Internal system names, providers, and exact numbers have been abstracted or generalized for confidentiality — the architecture patterns and trade-offs described are accurate.
Context
Pull requests in a busy Django monolith touch a lot of orthogonal concerns: database migrations, internal admin frontend, CI workflows, regulatory copy, model logic. A single human reviewer is rarely strong in all of them — and the ones that aren't reviewed get caught in production.
Generic "AI reviews this PR" tools surface noise: hundreds of style-level comments, no awareness of the codebase's conventions, no way to express "this kind of change deserves more scrutiny than that one." The team had tried one and stopped using it.
The goal was different: turn the LLM into a reviewer that runs a panel of area-specialist graders, each with explicit pass/fail criteria, instead of a single freeform review.
The system was first prototyped on a sibling backend and then ported into the main platform — most of the recent iteration is about adapting it to the platform's conventions.
Architecture
PR event ──► GitHub Action ──► Agent orchestrator
│
├─► Grader: Migrations (graph)
├─► Grader: Frontend
├─► Grader: CI / GitHub Actions
├─► Grader: Documentation
├─► Grader: Migrations (area)
└─► ...
│
▼
Aggregated verdict + targeted comments
│
▼
Approval gate (adaptive)
Graders, not a monolithic review
Each grader is a specialized prompt + structured-output schema, scoped to a single concern. The Migrations graders, for example, are split in two: one inspects the Django migration dependency graph (catches missing parents, accidental linearization, twin nodes that need re-numbering); the other inspects the migration content itself (data migrations, irreversible operations, schema drift).

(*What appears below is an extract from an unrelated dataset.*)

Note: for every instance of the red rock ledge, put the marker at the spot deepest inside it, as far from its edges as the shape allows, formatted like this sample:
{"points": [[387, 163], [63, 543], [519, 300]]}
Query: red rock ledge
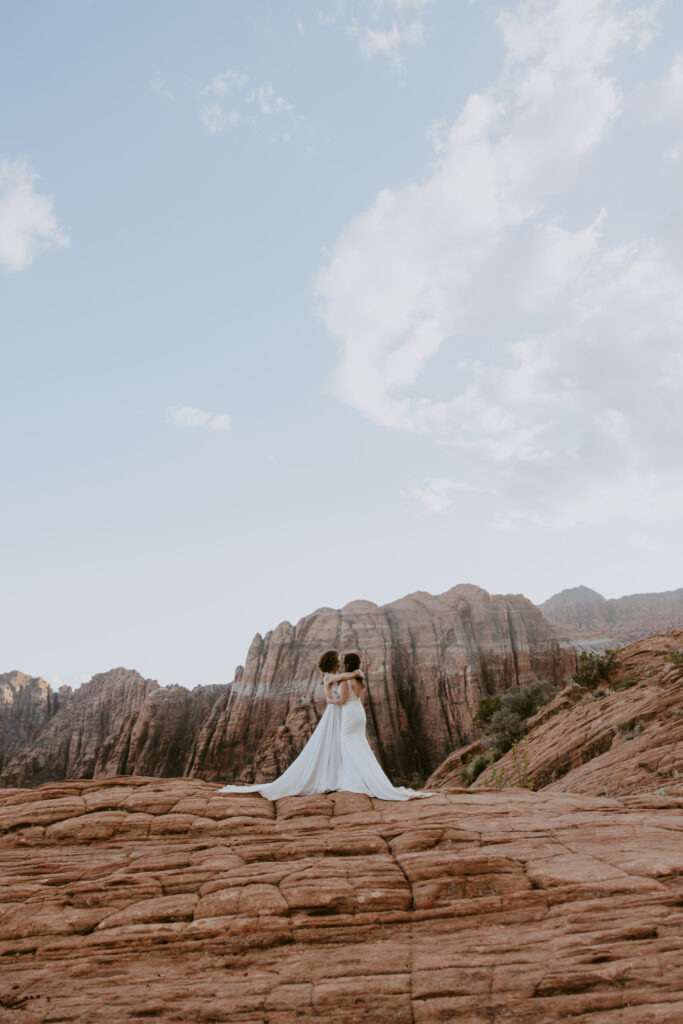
{"points": [[136, 899]]}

A grader can ignore a PR entirely if no files in its area changed. That keeps the noise floor low.
Structured output, not prose
Graders return structured verdicts — pass/fail/needs-changes with anchored line-level findings — instead of paragraphs. Comments only get posted for findings that pass a confidence threshold. The narrative summary is built deterministically from the structured verdicts.
Adaptive approval gate
The gate started at "all graders must pass" and was relaxed to "at least one grader explicit-approves with no blocking findings." That cleared a backlog of unrelated graders flagging cosmetic issues in hotfix PRs.

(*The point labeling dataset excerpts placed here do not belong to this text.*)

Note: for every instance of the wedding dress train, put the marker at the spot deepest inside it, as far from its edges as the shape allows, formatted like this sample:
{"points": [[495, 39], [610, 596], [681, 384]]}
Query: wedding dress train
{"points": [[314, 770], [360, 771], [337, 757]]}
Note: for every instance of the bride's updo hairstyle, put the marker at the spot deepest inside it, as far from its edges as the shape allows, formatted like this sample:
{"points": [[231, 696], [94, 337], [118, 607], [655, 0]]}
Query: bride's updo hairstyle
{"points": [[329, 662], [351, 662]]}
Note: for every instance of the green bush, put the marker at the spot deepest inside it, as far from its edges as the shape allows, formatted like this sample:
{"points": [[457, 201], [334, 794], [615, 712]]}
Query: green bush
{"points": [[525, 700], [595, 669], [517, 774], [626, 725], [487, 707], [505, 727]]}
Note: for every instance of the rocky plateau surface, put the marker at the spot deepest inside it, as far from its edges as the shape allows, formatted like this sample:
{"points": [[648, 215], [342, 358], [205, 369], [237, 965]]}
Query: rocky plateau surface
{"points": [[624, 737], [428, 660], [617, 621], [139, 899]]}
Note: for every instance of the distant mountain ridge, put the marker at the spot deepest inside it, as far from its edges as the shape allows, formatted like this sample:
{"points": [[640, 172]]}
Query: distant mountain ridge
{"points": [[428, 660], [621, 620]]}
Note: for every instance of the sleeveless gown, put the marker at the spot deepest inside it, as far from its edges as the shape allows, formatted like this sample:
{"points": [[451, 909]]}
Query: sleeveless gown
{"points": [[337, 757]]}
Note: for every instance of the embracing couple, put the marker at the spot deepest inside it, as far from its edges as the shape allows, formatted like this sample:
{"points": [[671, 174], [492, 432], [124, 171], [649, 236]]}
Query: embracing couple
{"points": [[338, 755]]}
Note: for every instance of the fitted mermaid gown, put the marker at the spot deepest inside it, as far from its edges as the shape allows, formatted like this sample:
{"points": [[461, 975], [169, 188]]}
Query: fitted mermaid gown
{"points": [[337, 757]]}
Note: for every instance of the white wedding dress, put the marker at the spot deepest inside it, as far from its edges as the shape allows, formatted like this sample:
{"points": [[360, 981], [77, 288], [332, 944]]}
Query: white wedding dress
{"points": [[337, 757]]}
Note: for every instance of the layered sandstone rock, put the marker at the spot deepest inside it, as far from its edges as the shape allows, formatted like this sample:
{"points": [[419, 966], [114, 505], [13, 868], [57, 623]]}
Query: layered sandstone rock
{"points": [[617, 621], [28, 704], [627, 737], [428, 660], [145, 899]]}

Hotfix PRs that target main directly (instead of a release branch) are covered by the same workflow — that required an explicit fix to the fetch step so the action sees the right base ref.
Eval areas as a registry
Adding a new area is a config change, not a new pipeline: a grader file with its prompt + schema gets registered, the workflow picks it up automatically. Documentation, Frontend, CI/GitHub Actions, and Migrations were each shipped without touching the orchestrator.
Trade-offs
Many narrow graders, not one general reviewer. Higher prompt-engineering and maintenance cost — every area is its own prompt with its own failure modes. The benefit is each grader stays inside a problem it can actually reason about, and false positives in one area don't drown true positives in another. Adding scope is also bounded: a new grader has a small surface, not a sprawling system prompt.
Structured output gated by confidence, not raw model text. Some findings get dropped because they don't pass the schema or score. The benefit is that the comments developers see are signal — the team stopped ignoring the bot after a couple iterations.

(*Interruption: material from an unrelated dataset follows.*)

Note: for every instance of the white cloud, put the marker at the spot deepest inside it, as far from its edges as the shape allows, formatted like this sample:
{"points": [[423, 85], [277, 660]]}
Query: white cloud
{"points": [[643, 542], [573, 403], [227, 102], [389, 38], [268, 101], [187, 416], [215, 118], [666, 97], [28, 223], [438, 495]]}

Adaptive gate, not strict. Relaxing the gate to one approval risked letting through PRs that one grader genuinely wanted to block. The benefit was unblocking the team during the noisy stabilization period — and once the noise dropped, the gate can be tightened back per-area.
Port-and-adapt from a sibling repo, not a from-scratch rewrite. The agent core was already in production on another repo. Re-implementing would have been cleaner; porting meant carrying over assumptions that didn't all fit. The benefit was weeks of velocity — the platform got the reviewer running end-to-end before iterating on graders specific to its codebase.
Outcome
- Coverage. Areas the human team historically under-reviewed — migrations graph, CI workflows, internal documentation — now get a consistent first-pass on every PR.
- Signal over noise. Targeted, schema-validated comments instead of paragraph dumps. Developers started reading the bot's output instead of dismissing it.
- Bounded blast radius for new areas. Adding a grader is local: a prompt + a schema + a registry entry. New scope ships in hours rather than weeks.
- Hotfix coverage. Direct-to-main PRs (the highest-risk path) go through the same review as release PRs.